Mientras tanto, propongo cinco grandes propósitos que pudieran ayudarnos a avanzar en el tema en cuestión:

  1. Un propósito ético y ciudadano. La educación que aspiramos debe contribuir a formar personas capaces de vivir con otras (uno de los pilares de Delors): reconociendo su dignidad y la del otro; asumiendo responsabilidades, resolviendo conflictos sin acudir a la violencia, participando democráticamente y comprometiéndose con el bien común y el bienestar de todos. No es suficiente “formar recursos humanos para el trabajo”.
  2. Un propósito de desarrollo humano. La educación debe hacer posible que las personas puedan construir una vida digna y que consideren valiosa. Recordemos con Amartya Sen: educar no consiste únicamente en transmitir conocimientos, sino en desarrollar capacidades y libertades reales (un segundo pilar de Delors).
  3. Un propósito de cohesión y justicia social. Un sistema educativo adquiere legitimidad cuando contribuye a disminuir, y no a reproducir, las desigualdades de origen. Ello nos obliga a preguntarnos algo incómodo: ¿ofrecemos realmente las mismas posibilidades educativas a un niño y una niña pobre que a otros nacidos en condiciones privilegiadas? Siempre iniciaba mis conversaciones con esta cuestión: No hay peor situación que una niña o un niño pobre estudie en una escuela pobremente gestionada. (Un tercer pilar de Delors).
  4. Un propósito económico y productivo. La educación debe relacionarse estrechamente con el modelo de desarrollo del país: productividad, ciencia, tecnología, innovación, emprendimiento y trabajo. Sin embargo, esta relación no puede reducir ni a la escuela ni a la universidad en solo proveedoras de manos de obra. El ciudadano es mucho más que un trabajador y el desarrollo es también, mucho más, que crecimiento económico.
  5. Un propósito cultural y de futuro. La educación debe cumplir con la misión de crear y mantener la memoria colectiva y la identidad, al mismo tiempo que enseñar a cuestionarlas y recrearlas. Debe prepararnos para un mundo en construcción que aún no existe de manera plena: inteligencia artificial, transformación del empleo, crisis ambiental, envejecimiento demográfico, nuevas formas de ciudadanía y convivencia. (Un cuarto pilar de Delors).

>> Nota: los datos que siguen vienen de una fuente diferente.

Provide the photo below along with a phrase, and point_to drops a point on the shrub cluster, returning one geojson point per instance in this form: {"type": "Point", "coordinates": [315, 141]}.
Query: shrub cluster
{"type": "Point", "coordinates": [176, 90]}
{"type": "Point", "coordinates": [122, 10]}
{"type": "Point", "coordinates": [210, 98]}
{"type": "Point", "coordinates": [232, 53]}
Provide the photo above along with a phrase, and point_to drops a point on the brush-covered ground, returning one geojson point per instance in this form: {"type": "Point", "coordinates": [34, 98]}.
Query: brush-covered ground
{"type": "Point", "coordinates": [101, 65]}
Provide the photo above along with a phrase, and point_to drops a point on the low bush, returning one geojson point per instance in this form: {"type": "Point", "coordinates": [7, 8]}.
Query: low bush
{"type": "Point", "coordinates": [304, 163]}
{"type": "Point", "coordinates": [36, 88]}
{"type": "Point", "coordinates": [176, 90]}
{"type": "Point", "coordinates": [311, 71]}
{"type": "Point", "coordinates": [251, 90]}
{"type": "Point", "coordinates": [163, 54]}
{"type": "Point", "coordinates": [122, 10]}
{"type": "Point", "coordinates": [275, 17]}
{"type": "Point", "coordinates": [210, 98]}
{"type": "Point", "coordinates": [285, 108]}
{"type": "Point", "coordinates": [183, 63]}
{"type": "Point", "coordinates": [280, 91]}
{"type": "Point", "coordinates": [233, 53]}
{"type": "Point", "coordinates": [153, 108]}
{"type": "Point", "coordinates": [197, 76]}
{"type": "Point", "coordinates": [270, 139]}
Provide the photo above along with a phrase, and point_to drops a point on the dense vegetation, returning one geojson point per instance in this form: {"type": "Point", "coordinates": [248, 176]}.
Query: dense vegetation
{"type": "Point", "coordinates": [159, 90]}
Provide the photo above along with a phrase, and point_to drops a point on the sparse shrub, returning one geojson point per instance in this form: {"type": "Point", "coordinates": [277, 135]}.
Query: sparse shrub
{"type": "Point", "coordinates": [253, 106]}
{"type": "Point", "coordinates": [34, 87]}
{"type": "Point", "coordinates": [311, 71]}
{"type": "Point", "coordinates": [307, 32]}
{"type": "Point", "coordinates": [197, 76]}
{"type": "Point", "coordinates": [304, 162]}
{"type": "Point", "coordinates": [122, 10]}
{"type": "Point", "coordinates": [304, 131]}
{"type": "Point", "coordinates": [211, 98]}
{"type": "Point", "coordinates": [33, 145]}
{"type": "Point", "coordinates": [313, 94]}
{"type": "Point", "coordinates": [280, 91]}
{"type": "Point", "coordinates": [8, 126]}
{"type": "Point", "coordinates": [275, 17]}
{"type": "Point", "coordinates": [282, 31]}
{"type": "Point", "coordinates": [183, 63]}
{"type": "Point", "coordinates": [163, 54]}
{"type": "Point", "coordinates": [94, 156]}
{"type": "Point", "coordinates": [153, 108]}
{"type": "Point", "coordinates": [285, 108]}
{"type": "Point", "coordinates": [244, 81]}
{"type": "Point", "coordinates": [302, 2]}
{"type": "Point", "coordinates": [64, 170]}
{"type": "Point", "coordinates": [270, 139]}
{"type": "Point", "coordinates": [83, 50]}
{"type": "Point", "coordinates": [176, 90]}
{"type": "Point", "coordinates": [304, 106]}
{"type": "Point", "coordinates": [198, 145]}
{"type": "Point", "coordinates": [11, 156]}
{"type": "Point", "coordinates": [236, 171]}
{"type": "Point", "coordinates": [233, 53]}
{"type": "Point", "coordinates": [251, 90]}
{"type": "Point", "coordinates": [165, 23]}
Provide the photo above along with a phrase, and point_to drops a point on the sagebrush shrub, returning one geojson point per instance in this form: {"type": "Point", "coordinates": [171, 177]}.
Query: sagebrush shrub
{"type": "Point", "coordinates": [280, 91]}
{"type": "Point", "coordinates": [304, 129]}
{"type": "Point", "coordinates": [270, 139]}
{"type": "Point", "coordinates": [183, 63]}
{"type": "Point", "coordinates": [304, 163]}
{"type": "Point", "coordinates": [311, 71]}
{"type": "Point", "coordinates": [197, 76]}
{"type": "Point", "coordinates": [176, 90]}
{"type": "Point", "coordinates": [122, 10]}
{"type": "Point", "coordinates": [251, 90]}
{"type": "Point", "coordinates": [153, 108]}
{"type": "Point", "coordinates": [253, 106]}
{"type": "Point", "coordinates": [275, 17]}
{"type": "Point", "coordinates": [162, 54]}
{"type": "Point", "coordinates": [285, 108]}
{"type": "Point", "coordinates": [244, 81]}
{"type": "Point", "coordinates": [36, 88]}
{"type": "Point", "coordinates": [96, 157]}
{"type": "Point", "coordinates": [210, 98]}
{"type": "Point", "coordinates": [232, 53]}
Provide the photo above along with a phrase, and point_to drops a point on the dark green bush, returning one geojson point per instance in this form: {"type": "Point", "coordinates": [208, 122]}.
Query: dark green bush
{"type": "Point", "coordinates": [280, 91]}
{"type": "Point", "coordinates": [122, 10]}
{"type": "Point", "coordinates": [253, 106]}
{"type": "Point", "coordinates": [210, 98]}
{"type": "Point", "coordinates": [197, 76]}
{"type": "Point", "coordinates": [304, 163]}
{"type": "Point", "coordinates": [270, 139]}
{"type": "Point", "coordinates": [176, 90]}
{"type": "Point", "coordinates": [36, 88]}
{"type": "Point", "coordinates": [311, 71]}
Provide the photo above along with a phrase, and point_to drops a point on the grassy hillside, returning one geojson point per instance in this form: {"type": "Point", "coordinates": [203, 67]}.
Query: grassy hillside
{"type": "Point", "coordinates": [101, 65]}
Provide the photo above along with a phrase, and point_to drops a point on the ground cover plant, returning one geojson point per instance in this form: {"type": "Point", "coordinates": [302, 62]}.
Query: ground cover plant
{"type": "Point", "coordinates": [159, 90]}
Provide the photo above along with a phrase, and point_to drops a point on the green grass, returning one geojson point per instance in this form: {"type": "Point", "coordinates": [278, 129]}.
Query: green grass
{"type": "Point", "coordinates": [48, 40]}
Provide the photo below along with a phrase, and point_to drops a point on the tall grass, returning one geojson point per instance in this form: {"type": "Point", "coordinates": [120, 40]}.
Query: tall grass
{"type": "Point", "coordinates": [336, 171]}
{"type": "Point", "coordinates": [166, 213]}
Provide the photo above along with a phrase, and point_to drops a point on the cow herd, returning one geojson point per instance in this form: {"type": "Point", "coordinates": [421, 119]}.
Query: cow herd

De esta manera, no es posible diseñar seriamente una transformación educativa sin una visión de país, si antes no establecemos las relaciones explícitas y necesarias entre el país que aspiramos y la educación que lo hará posible. ¿Cómo queremos que sea la República Dominicana dentro de 20 o 30 años y qué tipo de ciudadano y ser humano, debe contribuir a construirla? Esta es una pregunta inevitable para hablar de transformación del sistema educativo nacional.

Julio Leonardo Valeirón Ureña

Psicólogo y educador

Psicólogo-educador y maestro de generaciones en psicología. Comprometido con el desarrollo de una educación de Calidad en el país y la Región.